It’s difficult to ignore how frequently sentences unrelated to Britain now start conversations in Britain. At a Manchester bus stop, a man frowns, checks his phone, and murmurs something about Greenland. In Cardiff, an elderly woman turns off the radio because she can’t take another bulletin. Somewhere across the ocean, people who will never meet the American president are rearranging their emotions in response to what he said once more.
That’s what makes this moment peculiar. The average Briton was never the target of Trump’s rhetoric about war, including his remarks about leaving NATO, calling allies “cowards,” and claiming territory “one way or the other.” Nevertheless, it ends up here. It seems that more than any one threat, the unpredictability itself is causing harm. Europeans, including Britons, were significantly more concerned about the second Trump presidency than Americans were, according to a 2026 survey conducted by the European Council on Foreign Relations. According to the survey, the UK and more recent EU members were the most pessimistic. That disparity is instructive. The spectacle doesn’t seem to reassure those who are closest to the consequences.
A portion of this is known to political scientists. The idea that appearing unstable can be helpful in a negotiation because no one risks calling a bluff they can’t read was dubbed the “madman theory” by Richard Nixon. According to Roseanne McManus, a researcher on coercive bargaining, it can be challenging to distinguish between true insanity and a convincing act of it. That ambiguity is leverage for a head of state. It’s just a low, persistent hum of ignorance for a Leeds nurse who reads the news before a night shift. Psychologists frequently remind us that uncertainty is more detrimental to the nervous system than actual bad news. At least the bad news is over.
The term “ontological security,” which sounds clinical until you’ve felt it slip, keeps coming to mind. It is used by academics such as Alexandra Homolar to characterize the fundamental assurance that tomorrow will largely resemble today—that the foundation of your daily routines will hold. Whether on purpose or out of instinct, Trump’s rhetoric pokes fun at that. The presumptions a nation has relied upon since 1945 cease to feel like furniture and begin to feel like the weather when the leader of Britain’s oldest ally publicly discusses leaving.
It manifests itself in subtle, everyday ways. The coworker who refuses to plan a trip to the US “until things settle.” The Sunday lunch that curdles into an argument nobody wanted. For his part, Keir Starmer has quietly and cautiously pushed for closer ties with Europe while keeping an eye on the red-wall voters who previously supported Brexit. In April, the Financial Times reported that Trump might be accelerating Britain’s return to the EU through nerve-wracking repetition rather than persuasion. It’s possible that the anxiety is evolving into a policy unto itself.
The most unsettling thing to me is how commonplace everything has become. People discuss American political news in a similar manner to how they used to discuss the weather: dejected, somewhat fatalistic, and half-expecting the worst.

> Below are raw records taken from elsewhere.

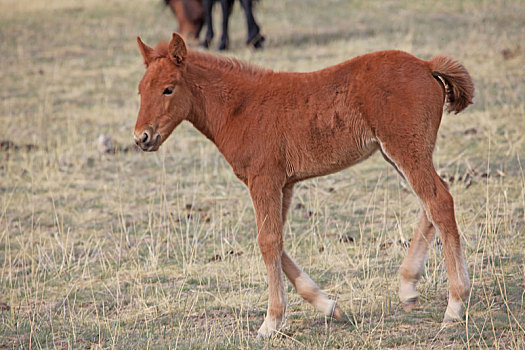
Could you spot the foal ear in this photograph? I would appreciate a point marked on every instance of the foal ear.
(147, 52)
(177, 49)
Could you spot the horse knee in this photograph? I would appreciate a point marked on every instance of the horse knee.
(270, 245)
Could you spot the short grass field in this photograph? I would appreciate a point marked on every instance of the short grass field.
(131, 250)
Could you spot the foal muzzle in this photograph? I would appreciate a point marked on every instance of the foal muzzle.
(147, 140)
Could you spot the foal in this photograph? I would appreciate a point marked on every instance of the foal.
(276, 129)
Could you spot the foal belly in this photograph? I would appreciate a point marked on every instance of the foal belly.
(327, 159)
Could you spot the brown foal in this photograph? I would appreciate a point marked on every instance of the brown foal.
(278, 128)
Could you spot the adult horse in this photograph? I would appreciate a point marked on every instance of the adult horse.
(190, 16)
(278, 128)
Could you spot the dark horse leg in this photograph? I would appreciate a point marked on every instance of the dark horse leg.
(208, 6)
(227, 6)
(254, 36)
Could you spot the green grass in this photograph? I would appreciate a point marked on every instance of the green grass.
(104, 251)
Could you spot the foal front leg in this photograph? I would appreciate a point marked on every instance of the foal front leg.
(304, 285)
(267, 201)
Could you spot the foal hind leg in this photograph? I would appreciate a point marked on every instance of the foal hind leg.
(415, 162)
(266, 196)
(308, 290)
(304, 285)
(414, 263)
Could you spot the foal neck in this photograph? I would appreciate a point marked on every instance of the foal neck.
(218, 84)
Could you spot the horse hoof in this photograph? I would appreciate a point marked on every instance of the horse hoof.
(205, 43)
(257, 42)
(409, 304)
(265, 332)
(339, 315)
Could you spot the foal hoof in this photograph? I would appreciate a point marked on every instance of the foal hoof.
(205, 43)
(257, 42)
(408, 305)
(454, 312)
(339, 315)
(267, 330)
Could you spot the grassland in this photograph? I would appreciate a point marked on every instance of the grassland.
(134, 250)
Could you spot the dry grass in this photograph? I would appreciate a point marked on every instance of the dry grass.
(132, 250)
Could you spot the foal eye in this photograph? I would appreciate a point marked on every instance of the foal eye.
(168, 91)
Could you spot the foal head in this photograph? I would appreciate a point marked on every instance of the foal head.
(164, 96)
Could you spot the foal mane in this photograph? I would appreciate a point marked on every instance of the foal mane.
(214, 62)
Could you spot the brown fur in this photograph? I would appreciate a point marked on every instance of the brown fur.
(189, 15)
(277, 128)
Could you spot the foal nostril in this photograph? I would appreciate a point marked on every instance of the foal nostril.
(145, 137)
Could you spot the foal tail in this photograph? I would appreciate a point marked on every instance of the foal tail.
(458, 83)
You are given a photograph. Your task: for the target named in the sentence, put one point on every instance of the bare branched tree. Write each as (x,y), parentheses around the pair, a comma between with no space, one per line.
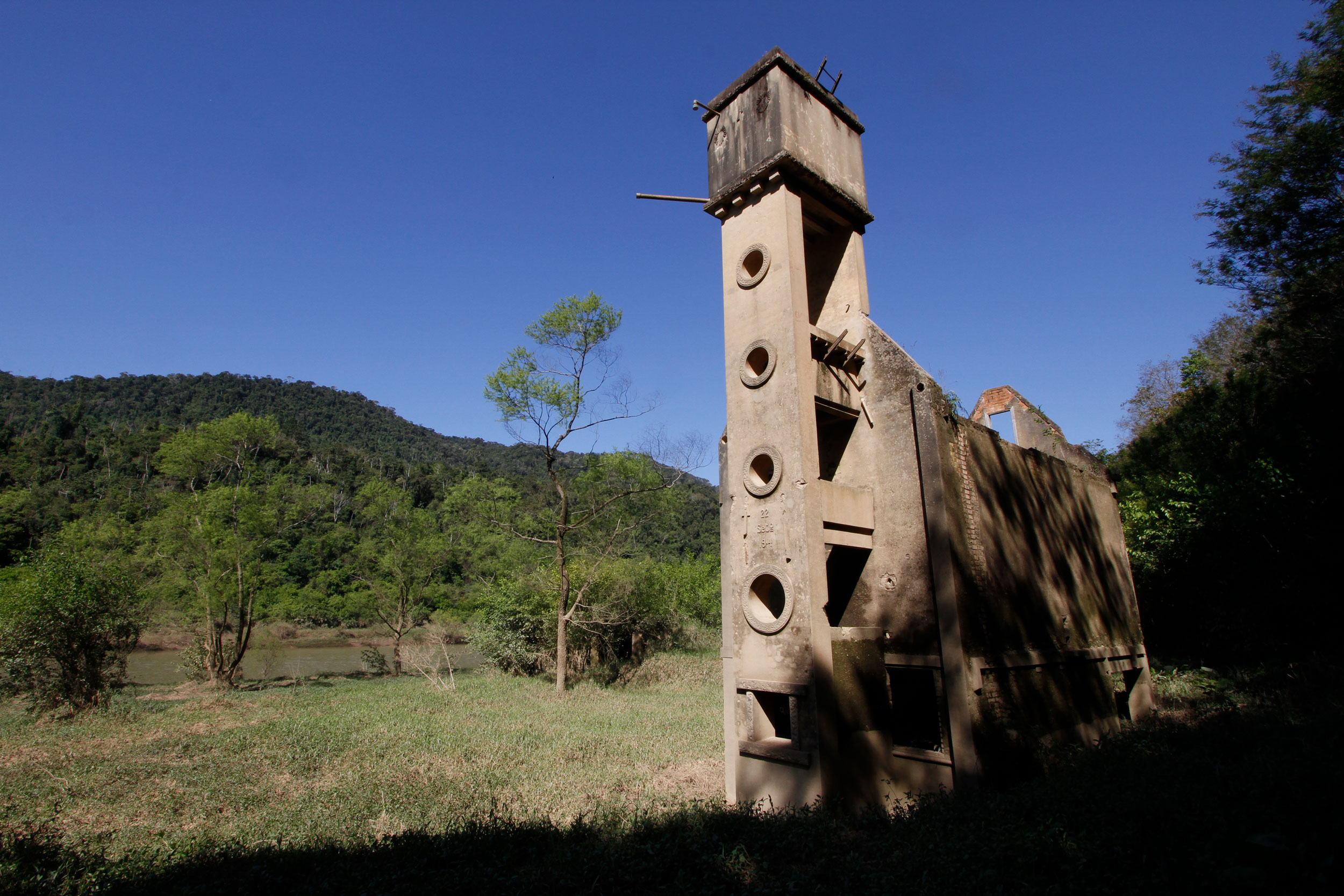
(546,399)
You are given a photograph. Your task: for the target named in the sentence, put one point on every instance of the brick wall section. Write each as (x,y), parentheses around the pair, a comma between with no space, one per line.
(971,508)
(995,401)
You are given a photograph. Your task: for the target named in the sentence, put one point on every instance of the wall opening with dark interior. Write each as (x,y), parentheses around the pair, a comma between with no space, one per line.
(845,570)
(778,719)
(835,426)
(916,708)
(824,243)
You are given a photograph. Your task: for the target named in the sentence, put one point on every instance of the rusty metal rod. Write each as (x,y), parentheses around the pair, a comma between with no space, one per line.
(673,199)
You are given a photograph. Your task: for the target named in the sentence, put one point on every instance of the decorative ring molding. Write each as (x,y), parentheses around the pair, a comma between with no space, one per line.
(754,473)
(750,379)
(745,278)
(767,623)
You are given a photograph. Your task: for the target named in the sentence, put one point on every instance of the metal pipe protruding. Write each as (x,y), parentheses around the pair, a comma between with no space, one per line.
(673,199)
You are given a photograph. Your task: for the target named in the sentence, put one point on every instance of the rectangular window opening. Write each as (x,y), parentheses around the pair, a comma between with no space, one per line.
(916,708)
(1003,425)
(845,569)
(773,715)
(823,249)
(834,432)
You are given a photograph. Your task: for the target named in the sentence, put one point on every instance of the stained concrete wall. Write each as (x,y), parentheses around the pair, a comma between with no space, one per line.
(909,602)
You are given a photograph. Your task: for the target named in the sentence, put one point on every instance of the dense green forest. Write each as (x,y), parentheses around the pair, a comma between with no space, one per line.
(1227,483)
(256,499)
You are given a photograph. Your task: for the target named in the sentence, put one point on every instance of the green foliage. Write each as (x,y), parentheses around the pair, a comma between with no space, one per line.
(132,496)
(630,606)
(1229,499)
(66,626)
(552,397)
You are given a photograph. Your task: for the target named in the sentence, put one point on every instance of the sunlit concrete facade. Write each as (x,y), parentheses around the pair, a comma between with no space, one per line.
(910,602)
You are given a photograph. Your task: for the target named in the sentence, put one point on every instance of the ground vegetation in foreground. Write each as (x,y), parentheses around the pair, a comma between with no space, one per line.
(388,786)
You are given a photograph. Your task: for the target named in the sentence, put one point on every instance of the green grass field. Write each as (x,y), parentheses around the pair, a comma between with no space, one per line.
(342,759)
(389,786)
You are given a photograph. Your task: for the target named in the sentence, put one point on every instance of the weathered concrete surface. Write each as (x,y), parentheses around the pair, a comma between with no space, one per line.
(909,601)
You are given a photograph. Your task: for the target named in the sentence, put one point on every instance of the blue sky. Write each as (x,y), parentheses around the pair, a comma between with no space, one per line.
(380,197)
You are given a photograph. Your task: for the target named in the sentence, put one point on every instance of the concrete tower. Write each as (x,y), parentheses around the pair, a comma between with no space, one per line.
(854,532)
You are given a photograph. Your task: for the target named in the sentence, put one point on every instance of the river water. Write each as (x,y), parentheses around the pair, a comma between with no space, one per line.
(160,666)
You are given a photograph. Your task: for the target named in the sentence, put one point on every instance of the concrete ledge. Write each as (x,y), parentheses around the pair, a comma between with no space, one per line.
(776,750)
(1114,658)
(917,660)
(923,755)
(772,687)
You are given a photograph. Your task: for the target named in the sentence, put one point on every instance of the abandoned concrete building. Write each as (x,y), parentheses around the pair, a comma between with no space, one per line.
(912,599)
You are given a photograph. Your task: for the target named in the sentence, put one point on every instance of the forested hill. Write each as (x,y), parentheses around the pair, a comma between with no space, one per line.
(318,415)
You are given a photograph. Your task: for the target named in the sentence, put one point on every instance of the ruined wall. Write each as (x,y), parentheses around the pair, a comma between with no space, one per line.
(909,602)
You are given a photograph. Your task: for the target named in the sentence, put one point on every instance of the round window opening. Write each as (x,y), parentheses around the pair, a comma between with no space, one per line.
(753,265)
(768,599)
(762,470)
(757,363)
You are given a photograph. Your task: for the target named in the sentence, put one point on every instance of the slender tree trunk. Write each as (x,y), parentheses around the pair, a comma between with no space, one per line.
(397,636)
(562,655)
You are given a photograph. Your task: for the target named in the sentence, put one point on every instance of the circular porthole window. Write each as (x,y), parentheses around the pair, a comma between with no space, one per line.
(757,363)
(753,265)
(762,470)
(768,599)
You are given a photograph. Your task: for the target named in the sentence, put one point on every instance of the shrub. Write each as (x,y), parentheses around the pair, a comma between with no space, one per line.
(66,628)
(632,606)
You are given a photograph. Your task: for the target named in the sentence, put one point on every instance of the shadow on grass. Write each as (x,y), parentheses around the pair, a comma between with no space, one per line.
(1242,801)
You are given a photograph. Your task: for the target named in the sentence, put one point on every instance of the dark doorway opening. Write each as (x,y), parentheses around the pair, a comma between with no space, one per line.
(845,569)
(834,432)
(916,711)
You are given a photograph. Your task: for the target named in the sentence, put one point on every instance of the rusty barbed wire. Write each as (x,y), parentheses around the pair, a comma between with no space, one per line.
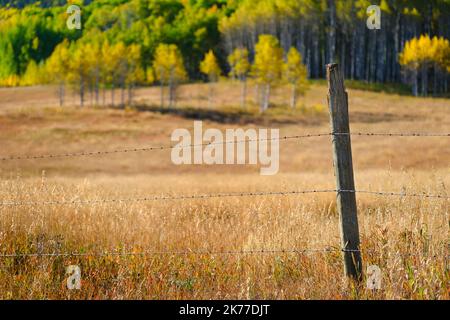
(329,249)
(152,253)
(154,148)
(217,195)
(169,147)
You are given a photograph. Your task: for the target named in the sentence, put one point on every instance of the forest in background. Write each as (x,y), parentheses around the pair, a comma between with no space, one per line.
(320,30)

The fear was heightened by the Iran flashpoint earlier this year, when British bases on Cyprus were suddenly included in someone else’s calculations. A battlefield won’t be visible to most. They will simply bring a subtle, lingering tension into their commutes and kitchens.
Perhaps it fades. The body grows weary of fear, leaders shift, and news cycles run out. However, observing this from a distance gives the impression that Britons’ perspective on the world has already changed, making them a little more cautious and weary. It’s still too early to tell if that mood is fleeting or persistent.